This guest post is by Mr. Gene Maryushenko at Fisher & Talwar.
Several new headlines, including an earlier post right here by Mr. Jim Loxley have pointed to the gnawing fact that SSDI trust fund is expected to run out within the next 4 years – unless something is done about it. Today, the congressional blog “The Hill” featured a post about how misinformation has led to increasing attacks on the disability program. Former Democratic representative Charlie Melancon has expressed an opinion stating that the old “cut waste, fraud and abuse” rhetoric has become quite dangerous in the context of SSDI.

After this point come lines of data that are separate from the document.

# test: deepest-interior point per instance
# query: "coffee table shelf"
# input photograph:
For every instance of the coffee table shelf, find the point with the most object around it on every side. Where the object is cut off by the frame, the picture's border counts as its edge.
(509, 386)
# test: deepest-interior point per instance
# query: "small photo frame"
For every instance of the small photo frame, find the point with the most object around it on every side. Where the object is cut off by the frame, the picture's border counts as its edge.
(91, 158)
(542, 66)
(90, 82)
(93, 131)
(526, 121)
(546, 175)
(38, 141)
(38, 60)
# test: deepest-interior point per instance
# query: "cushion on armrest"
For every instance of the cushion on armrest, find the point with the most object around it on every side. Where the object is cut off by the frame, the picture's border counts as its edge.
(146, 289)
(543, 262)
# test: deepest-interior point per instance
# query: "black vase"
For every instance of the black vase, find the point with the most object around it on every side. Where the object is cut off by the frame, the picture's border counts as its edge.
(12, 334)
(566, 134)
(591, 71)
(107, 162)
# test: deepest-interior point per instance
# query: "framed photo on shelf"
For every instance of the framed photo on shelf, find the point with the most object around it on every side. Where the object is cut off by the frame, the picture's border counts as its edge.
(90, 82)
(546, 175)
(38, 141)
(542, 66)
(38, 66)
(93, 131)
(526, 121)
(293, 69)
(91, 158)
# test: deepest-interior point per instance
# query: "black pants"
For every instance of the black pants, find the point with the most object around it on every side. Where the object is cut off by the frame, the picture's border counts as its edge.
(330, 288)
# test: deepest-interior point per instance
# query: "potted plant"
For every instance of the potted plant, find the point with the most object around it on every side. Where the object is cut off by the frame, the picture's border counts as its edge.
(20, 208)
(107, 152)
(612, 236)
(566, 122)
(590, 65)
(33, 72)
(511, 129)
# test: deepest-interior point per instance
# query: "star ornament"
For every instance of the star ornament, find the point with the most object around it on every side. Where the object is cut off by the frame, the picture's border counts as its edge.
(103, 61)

With budgeting shortfalls, the federal government has been desperate to trim “waste and abuse,” perhaps arguably ignoring the issue of Social Security Disability Entitlement fund running out. There is no argument that the unemployment rate is closely associated with increasing Social Security disability claims. A White House report (Figure 5) shows suggestive evidence that those nearing the end of unemployment benefits collection are much more likely to apply for SSDI benefits. Well, it doesn’t take a genius to figure out that people are desperate to survive in our current economy despite the legitimacy of their disability claims. However, Melancon argues the claims that qualification is easy and points to the heightened screening measures taken on by the agency since the early 80’s. The “budget hawks” – as Melancon puts it, are eager to cut some of the most important programs such as SSDI with claims that it is festered with abuse and waste.
Every Good Cause is Worth Some Inefficiency
Those eager to cut the program point to inefficiencies of over 1.4 million backlogged benefits reviews – resulting in many continuously collecting disability benefits despite recovery from injuries. Some are also quick to point out that the program unfairly prevents homeless who actually qualify for benefits from receiving them, because many don’t have access to a doctor – the only authorized individuals to access a medical claim. Most agree that the process for evaluating a claim is very difficult because there is a considerable difference on an individual basis in what constitutes a disability.
According to the RAND Center for Disability Research, many applicants come from a background of extremely low-paying jobs and seek the agency’s aid in medical coverage through Medicare (available after a two-year waiting period). The easy access to Medicare by qualifying disability beneficiaries has put a strain on an already costly program and last year amounted to nearly $212 billion dollars in spending combined.
Either way anyone argues it, once the funds run out the Social Security program is going to take a 21% cut in benefits, affecting nearly 11 million people, many of whom have legitimate claims and are very concerned.
In my opinion, the federal government is going to patch up the problem as it always has with the tax dollars of working Americans, in hopes of creating a more comprehensive plan later. Whether this quick fix will allow for enough time to fix the larger issue at hand is questionable. Perhaps the federal government will take a closer look at its discretionary spending for a more permanent solution.
What do you think? How should the government go about solving this problem?